Ayende @ Rahien

It's a girl

Death by 70,000 facets

Just sit right back and you'll hear a tale, a tale of a fateful bug. That started from a simple request, about a feature that was just a bit too snug.

Okay, leaving aside my attempts at humor. This story is about a customer reporting an issue. “Most of the time we have RavenDB running really fast, but sometimes we have high latency requests”.

After a while, we managed to narrow it down to the following scenario:

  • We have multiple concurrent requests.
  • Those requests contains a Lazy request that has a facet query.
  • The concurrent requests appears to all halt and then complete together.

In other words, it looks like we had all those requests waiting on a lock, then when it is released, all of them are free to return. This makes sense, there is a cache lock in the facet code that should behave in this manner. But when we looked at that, we could see that this didn’t really behave in the way we expected it to.

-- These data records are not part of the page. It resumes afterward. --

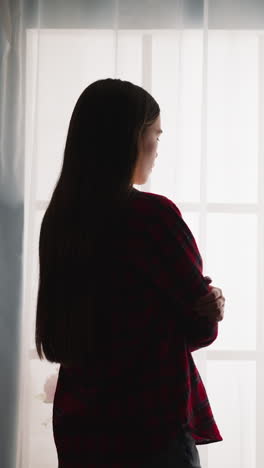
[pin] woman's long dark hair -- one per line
(95, 181)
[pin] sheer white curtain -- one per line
(203, 61)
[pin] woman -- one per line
(122, 301)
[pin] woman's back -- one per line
(141, 387)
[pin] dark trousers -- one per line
(181, 453)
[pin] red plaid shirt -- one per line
(143, 387)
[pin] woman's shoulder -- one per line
(155, 202)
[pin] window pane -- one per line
(232, 133)
(231, 388)
(68, 61)
(192, 221)
(231, 261)
(35, 275)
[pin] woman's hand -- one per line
(211, 305)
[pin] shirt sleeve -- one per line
(175, 265)
(185, 280)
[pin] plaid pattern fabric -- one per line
(143, 387)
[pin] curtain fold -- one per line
(200, 59)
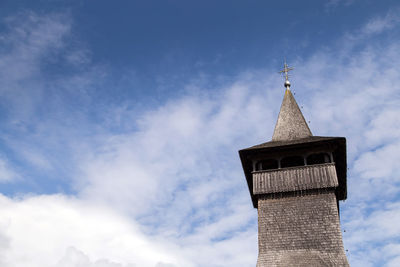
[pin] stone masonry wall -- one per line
(300, 231)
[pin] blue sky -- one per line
(121, 121)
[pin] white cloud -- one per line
(60, 231)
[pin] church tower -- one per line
(296, 181)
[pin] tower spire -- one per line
(291, 124)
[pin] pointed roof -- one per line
(291, 124)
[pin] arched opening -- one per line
(318, 158)
(267, 164)
(292, 161)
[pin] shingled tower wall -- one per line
(296, 181)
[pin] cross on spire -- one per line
(285, 71)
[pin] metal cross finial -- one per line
(286, 70)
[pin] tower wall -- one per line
(300, 229)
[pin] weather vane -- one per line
(285, 71)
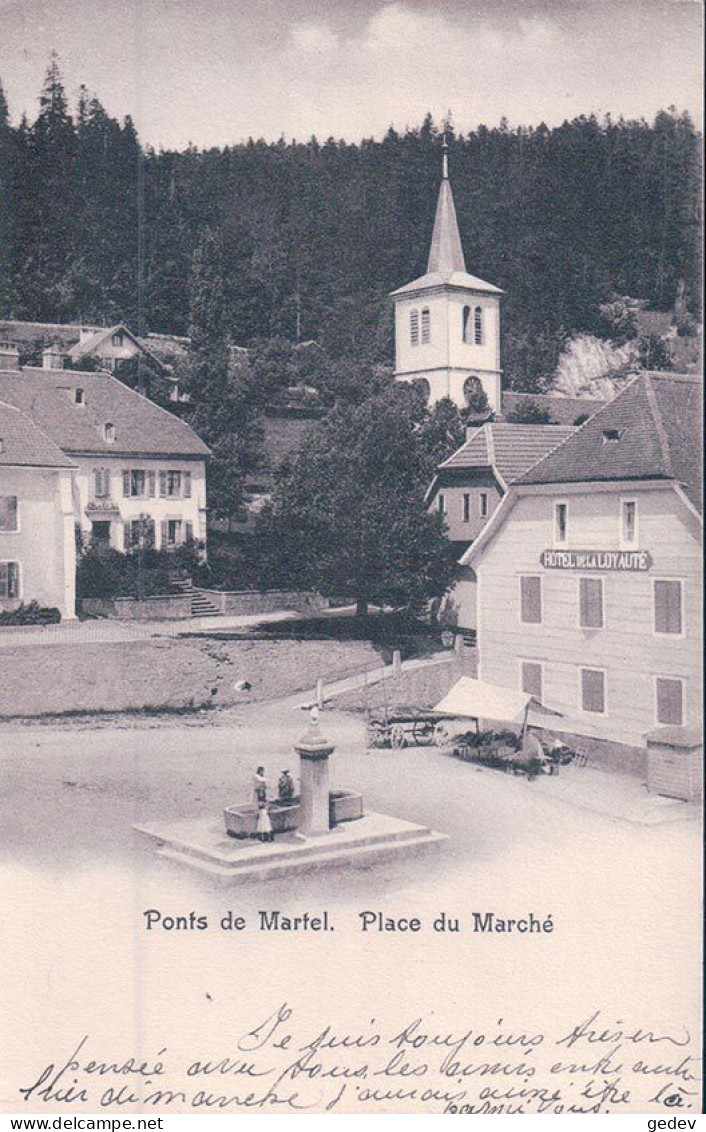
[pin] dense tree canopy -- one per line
(309, 238)
(349, 517)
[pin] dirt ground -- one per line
(169, 672)
(622, 899)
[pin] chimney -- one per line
(9, 356)
(52, 358)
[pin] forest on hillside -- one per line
(304, 240)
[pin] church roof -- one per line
(453, 279)
(447, 265)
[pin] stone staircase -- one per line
(200, 605)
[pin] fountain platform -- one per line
(203, 843)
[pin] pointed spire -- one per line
(446, 253)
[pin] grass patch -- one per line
(48, 717)
(385, 632)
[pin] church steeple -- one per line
(447, 323)
(446, 251)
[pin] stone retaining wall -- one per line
(160, 608)
(269, 601)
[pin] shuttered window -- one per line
(668, 607)
(532, 679)
(628, 523)
(670, 701)
(531, 600)
(561, 523)
(591, 602)
(9, 580)
(8, 513)
(478, 326)
(102, 482)
(593, 689)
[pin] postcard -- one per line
(351, 368)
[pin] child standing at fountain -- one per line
(265, 830)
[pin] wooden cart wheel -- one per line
(442, 735)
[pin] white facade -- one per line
(37, 546)
(111, 491)
(628, 670)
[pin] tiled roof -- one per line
(510, 449)
(448, 279)
(22, 443)
(141, 428)
(88, 344)
(561, 410)
(651, 430)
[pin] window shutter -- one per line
(591, 602)
(532, 679)
(593, 691)
(670, 702)
(13, 580)
(531, 598)
(668, 607)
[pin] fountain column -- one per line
(313, 751)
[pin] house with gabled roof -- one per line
(137, 466)
(468, 486)
(63, 344)
(590, 574)
(37, 547)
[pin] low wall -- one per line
(270, 601)
(160, 608)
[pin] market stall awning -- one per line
(479, 700)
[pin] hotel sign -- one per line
(630, 562)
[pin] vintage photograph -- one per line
(351, 397)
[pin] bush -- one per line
(106, 573)
(32, 614)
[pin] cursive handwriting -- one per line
(597, 1065)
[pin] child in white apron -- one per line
(265, 831)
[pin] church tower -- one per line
(447, 323)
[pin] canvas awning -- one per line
(479, 700)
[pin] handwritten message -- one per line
(596, 1065)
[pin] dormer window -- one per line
(612, 435)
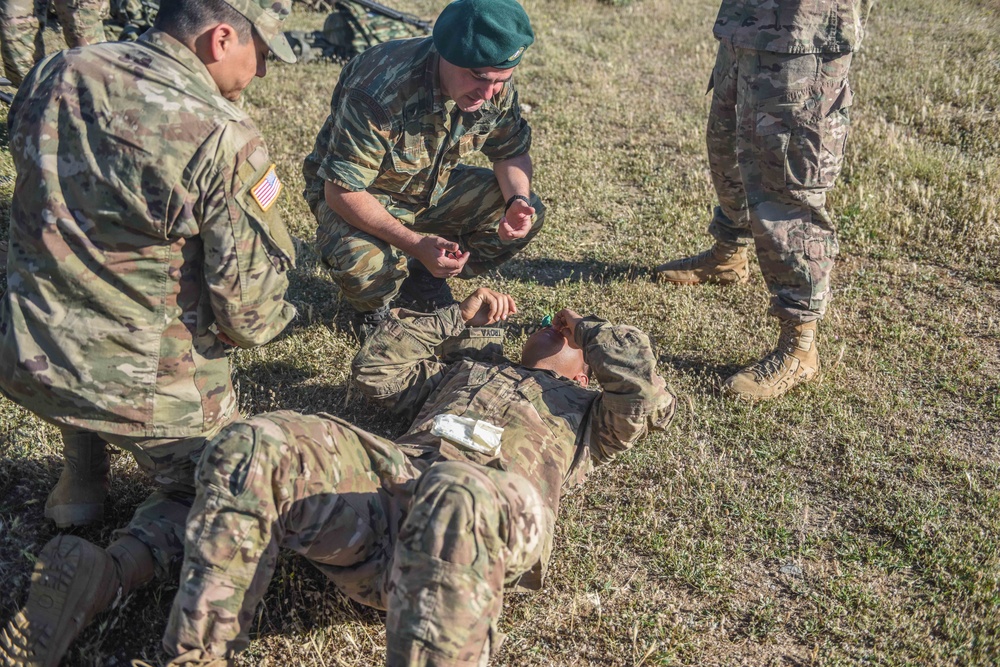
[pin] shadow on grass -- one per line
(549, 271)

Eventually we got to test this out on the client data, and that is when we were able to pin point the issue.

Usually, you have facets like this:

The one of the left is when searching Amazon for HD, the one on the right is when you search Amazon for TV.

imageimage

In RavenDB, you typically express this sort of query using:

session.Query<Product>().Search(“Search”, query).ToFacets(new Facet { Name = “Brand”} );

And we expect the number of facets that you have in a query to be in the order of a few dozens.

However, the client in question has done something a bit different. I think that this is because they brought the system over from a relational database. Each product in the system had a list of facets associated with it. It looked something like:

“Facets”: [13124,87324,32812,65743]

Obvious, this means that this product belongs to the “2,000 – 3,500” price range facet (electronics) the “Red” color facet (electronics, handheld) etc…

In total, we had over 70,000 facets in the database, and that is just something that we never really expected. Because we didn’t expect it, we reacted… poorly when we had to deal with it. In fact, what happened was that pattern of behavior meant that we effectively had worse than not having a cache, we would always have to do the work, and never really gain any benefit from it (there wasn’t enough sharing to actually trigger the benefits of the cache). And because we did locks on the cache to ensure that we don’t get into a giant mess… Well, you can figure out how it went from there.

The fix was to actually devolve the code in to a simpler method. Instead of trying to be smart and just figure out what we needed to compute for this query, we can be aggressive and load everything we needed. All the next requests will result in no wait time, because the data is already there. The code became much simpler.

Oh, and we got it deployed to production and saw a 75% decrease in the average request time, and no more sudden waits when we had requests piling up.

Tags:

Posted By: Ayende Rahien

Published at

Originally posted at

Comments

Rafal
02/10/2014 10:11 AM by
Rafal

A 400% decrease in response time?

Paul Turner
02/10/2014 10:16 AM by
Paul Turner

I must be really stupid, even for a Monday: I can't understand what you mean by a "400% decrease" in request time. I read it as if a 50% decrease would mean "half the time". Need more Red Bull.

I assume the method which was doing poorly in this scenario had been written with some kind of optimization around the "in the order of a few dozens" scenario which didn't work for this 70,000 facets scenario. Did your simplification of the behaviour negatively or positively affect the "a few dozens" scenario? I'm curious whether it was straight-up enhancement or a compromise.

hilton smith
02/10/2014 10:54 AM by
hilton smith

400% decrease just sounds weird. if you decrease by more than 100% you end up in negative.

Tom Derisk
02/10/2014 11:43 AM by
Tom Derisk

it's a predictive system! LOL

Ayende Rahien
02/10/2014 12:31 PM by
Ayende Rahien

Guys, I fixed the post. I was meant to be the reverse of 400% increase.

hilton smith
02/10/2014 12:52 PM by
hilton smith

I figured thats what you meant, but for some reason it just became a focal point of the article...

When a customer has an large amount of facets like they do here is it not worth restructuring the data in some way?

Ayende Rahien
02/10/2014 12:59 PM by
Ayende Rahien

Hilton, If we can sure. If we can't, we see if we there is anything that we can do to help

Ryan Heath
02/10/2014 04:49 PM by
Ryan Heath

Was this a case of premature optimization? Since code is devolved into something simpler.

// Ryan

Ayende Rahien
02/10/2014 07:44 PM by
Ayende Rahien

Ryan, Pretty much, we tried to read less data, but it actually turned out that just reading it all.

Ayende Rahien
02/10/2014 07:44 PM by
Ayende Rahien

Ryan, Pretty much, we tried to read less data, but it actually turned out that just reading it all was cheaper.

Andrew
02/10/2014 09:45 PM by
Andrew

Which build did this happen in? please include the relevant builds in post like these Oren.

Comments have been closed on this topic.